11月10日(月) 晴

朝起きるともう妻は病院へ行っていた。日記つけ、パソコンを周り、そうしているうちに妻が帰ってきた。妻がマックスバリュに寄って買ってきたコロッケ三つと芋サラダ、ゴボウサラダ、食パンを食べる。食べ過ぎた。膨満感。
午後、12時から5時にかけて、名古屋~伏見の喫茶店を周って、稲葉振一郎『増補 経済学という教養』(ちくま文庫)を読む。B.G.M.は、バッハ、モンポウなど。歩数、7989歩。
<三省堂>に寄り、鈴木大介『家のない少女たち ―10代家出少女18人の壮絶な性と生』(宝島社)、田中章雄『事例で学ぶ!地域ブランドの成功法則33』(光文社)を買う。
6時。
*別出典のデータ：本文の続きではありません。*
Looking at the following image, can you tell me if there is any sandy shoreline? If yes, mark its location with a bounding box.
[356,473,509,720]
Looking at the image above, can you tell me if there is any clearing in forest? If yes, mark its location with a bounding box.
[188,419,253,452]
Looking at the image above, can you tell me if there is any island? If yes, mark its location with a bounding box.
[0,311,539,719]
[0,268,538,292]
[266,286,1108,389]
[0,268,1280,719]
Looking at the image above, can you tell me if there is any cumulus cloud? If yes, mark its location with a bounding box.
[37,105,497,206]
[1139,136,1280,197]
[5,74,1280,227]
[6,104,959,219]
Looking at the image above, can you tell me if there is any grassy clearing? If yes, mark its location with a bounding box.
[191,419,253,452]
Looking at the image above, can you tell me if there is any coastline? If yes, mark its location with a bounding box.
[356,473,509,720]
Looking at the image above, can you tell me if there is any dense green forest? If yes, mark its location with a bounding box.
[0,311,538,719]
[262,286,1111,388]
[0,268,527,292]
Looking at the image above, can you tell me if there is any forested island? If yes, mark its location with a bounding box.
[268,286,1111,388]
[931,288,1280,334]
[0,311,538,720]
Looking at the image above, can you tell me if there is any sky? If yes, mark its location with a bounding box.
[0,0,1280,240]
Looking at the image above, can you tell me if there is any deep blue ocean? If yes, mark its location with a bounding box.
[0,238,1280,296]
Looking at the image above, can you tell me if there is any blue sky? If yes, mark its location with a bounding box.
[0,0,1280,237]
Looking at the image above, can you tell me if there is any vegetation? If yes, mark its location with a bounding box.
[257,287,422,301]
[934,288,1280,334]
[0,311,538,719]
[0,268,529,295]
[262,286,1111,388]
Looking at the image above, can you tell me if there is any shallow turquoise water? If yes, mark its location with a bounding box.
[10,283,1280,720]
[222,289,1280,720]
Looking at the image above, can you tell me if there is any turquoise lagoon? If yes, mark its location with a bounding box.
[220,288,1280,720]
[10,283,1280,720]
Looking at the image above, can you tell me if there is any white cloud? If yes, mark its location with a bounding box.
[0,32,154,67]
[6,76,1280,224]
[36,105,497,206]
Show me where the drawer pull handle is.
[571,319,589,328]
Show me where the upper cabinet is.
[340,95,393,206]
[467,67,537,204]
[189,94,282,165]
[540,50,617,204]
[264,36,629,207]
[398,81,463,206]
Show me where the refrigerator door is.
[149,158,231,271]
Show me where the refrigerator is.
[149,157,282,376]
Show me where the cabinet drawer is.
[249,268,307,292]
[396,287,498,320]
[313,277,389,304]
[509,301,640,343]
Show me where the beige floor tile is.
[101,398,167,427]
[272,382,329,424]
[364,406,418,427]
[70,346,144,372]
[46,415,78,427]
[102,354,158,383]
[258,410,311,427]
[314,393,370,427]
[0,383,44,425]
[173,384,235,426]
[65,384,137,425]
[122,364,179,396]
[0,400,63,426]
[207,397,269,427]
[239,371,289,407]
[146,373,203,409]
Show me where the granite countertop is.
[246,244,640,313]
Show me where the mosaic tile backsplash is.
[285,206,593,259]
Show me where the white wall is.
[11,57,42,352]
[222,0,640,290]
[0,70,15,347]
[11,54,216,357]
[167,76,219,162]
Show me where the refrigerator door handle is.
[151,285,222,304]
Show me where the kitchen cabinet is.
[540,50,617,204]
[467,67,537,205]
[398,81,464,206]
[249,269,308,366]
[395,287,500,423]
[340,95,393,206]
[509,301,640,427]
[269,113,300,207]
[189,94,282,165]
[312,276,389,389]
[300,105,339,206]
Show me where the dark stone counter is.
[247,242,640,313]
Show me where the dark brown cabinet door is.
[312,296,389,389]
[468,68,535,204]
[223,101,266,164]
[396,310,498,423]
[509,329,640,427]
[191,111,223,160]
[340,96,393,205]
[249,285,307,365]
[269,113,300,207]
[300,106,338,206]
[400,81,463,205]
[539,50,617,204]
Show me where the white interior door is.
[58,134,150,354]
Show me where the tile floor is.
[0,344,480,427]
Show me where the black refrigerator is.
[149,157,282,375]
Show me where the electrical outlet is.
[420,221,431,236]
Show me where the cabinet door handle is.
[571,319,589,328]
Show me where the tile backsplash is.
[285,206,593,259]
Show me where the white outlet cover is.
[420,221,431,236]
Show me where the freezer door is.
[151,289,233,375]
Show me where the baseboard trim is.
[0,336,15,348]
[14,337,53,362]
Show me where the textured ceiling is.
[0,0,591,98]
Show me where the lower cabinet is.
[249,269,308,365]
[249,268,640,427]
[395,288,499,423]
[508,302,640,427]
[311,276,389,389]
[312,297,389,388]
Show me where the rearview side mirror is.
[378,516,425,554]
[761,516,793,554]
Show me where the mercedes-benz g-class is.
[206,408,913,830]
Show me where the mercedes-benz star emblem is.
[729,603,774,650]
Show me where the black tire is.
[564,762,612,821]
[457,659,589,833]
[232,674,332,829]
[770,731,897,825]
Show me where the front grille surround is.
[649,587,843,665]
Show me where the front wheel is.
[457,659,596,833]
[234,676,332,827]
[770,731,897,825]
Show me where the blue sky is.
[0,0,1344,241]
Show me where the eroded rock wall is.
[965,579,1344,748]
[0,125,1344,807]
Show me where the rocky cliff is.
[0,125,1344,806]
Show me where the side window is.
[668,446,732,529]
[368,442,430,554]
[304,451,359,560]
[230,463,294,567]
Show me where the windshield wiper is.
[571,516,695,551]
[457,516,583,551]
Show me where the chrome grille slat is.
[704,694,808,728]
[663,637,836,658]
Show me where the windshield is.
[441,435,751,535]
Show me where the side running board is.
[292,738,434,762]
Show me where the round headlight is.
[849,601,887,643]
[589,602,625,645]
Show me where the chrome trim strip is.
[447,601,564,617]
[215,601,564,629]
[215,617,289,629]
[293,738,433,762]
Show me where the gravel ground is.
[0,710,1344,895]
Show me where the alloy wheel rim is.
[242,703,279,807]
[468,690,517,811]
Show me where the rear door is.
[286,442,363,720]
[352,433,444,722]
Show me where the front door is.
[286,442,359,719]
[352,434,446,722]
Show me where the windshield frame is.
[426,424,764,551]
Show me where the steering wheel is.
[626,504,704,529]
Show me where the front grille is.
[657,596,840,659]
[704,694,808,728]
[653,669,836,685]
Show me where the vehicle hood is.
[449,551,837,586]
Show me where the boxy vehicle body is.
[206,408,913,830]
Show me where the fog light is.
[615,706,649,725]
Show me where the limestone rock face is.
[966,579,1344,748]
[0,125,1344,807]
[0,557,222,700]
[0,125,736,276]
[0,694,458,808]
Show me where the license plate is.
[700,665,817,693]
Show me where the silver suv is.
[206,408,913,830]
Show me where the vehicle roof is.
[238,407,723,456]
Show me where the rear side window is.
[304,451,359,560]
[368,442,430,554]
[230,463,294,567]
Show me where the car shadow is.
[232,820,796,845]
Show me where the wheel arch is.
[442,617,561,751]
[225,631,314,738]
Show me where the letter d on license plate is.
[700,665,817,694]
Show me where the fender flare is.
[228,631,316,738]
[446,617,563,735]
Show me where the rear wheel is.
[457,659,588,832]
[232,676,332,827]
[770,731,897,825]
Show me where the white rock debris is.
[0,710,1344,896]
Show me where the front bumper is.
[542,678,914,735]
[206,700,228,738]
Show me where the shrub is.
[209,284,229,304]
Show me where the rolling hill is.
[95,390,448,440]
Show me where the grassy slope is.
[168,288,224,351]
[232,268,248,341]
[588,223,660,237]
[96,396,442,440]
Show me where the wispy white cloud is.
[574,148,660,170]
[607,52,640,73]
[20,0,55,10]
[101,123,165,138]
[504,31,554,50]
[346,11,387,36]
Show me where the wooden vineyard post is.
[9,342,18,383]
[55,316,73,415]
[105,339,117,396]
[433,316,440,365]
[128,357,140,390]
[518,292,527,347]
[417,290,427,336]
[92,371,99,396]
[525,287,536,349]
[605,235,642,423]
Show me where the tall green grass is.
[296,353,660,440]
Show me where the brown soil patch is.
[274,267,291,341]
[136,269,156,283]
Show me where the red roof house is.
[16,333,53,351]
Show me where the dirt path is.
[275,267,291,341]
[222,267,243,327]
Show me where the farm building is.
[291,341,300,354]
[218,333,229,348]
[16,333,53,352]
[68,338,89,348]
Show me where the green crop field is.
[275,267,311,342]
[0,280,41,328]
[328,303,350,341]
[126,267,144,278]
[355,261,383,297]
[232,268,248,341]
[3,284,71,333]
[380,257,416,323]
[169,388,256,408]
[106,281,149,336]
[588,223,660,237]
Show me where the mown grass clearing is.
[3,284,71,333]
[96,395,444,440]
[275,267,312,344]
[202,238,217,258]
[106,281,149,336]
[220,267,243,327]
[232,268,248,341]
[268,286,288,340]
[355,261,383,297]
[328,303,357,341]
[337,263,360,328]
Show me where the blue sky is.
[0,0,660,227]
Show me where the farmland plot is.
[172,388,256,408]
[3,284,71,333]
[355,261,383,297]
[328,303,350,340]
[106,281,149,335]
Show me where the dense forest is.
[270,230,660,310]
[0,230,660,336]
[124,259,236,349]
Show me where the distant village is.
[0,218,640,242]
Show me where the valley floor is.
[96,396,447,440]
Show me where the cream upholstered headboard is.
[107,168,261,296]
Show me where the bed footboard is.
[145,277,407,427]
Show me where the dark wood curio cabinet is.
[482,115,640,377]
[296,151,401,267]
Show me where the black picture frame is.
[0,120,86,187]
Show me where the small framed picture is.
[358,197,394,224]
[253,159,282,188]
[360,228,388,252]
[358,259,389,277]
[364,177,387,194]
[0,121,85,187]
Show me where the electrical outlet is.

家に帰ると、風呂が溜めてあったので、とりあえず入浴する。欲後、ハンバーグを拵え、夕食。
8時、テレビで「ヘイ!ヘイ!ヘイ!」を見て(板尾が出ていた)、そのままテレビは点けっぱなしにして、鈴木大介『家のない少女たち』を読む。12時過ぎ、読了。
ベッドの中で、眠たくなるまで、杉浦日向子『百物語』(新潮文庫)を読む。妻はおれが寝ている足下で、パソコンを打っている。Pは、うんこが出ないのか、にゃあにゃあ泣いて、部屋を走り回っている。そんななか、一時前に就寝。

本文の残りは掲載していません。